麦ストローを作り始めたのは、大手コーヒーチェーンが、プラスチック製のストローを廃止したことがきっかけ。「プラスチック製品廃止の流れは広がるだろうけど、紙ストローの評判がよくなかったので代替品が必要だと思いました。それで麦ストローを仕入れたのですが、包装がプラスチック製で本末転倒だったため、自分で麦から栽培してストローを作ることにしました」。KANAMEさんは土壤医検定2級という「土づくり」の資格を取得して耕作放棄地を開墾し、播種方法、栽培管理など見直し、ストロー作りに特化した栽培方法を確立しています。
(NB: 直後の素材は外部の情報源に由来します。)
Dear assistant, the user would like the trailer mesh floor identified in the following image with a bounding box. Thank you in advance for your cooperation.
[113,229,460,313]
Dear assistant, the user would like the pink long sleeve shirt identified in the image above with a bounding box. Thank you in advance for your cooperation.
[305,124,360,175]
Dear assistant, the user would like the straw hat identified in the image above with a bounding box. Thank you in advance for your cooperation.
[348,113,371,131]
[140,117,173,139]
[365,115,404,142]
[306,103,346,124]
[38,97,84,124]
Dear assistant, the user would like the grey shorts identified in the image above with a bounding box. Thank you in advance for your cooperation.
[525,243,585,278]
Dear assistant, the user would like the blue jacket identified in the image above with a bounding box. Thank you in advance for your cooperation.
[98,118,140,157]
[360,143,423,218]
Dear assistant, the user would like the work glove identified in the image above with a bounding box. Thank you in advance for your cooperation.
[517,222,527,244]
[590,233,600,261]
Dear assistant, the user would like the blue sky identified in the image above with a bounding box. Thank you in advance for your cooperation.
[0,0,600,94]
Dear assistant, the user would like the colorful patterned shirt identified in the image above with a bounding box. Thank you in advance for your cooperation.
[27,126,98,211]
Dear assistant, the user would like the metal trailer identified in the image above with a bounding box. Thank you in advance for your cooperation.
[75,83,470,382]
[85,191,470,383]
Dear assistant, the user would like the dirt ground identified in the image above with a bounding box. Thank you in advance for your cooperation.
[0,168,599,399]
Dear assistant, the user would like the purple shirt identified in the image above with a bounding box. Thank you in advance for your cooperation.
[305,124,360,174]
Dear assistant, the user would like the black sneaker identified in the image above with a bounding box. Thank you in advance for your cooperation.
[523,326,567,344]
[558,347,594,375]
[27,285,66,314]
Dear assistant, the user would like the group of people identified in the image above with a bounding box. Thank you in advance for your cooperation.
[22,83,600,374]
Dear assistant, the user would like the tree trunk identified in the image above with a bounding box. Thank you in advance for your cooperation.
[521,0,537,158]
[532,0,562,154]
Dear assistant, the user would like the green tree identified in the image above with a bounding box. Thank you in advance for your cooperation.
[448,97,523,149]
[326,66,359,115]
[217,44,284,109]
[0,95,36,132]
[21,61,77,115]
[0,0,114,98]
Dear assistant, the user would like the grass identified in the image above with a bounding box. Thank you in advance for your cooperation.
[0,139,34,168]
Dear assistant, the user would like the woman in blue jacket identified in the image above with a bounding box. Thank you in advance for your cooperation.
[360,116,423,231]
ハーブティーアーティストとしても活動し、農作業や麦ストローの制作と並行して予約制のカフェを営むKANAMEさん。「エディブルフラワーを輸入だけに依存することに違和感を覚え、土づくりからこだわっての自家栽培を始めました」。栽培品目はマリーゴールドや千日紅など約60種類あり、それぞれを瓶詰めにして販売中です。保存期間は生花だと2週間程度ですが、こちらの商品は乾燥させているため1年間ほど保存可能となっています。「サラダやクラッカーを使った料理にのせるだけで、食卓が華やかになるので気軽に使ってみてください」。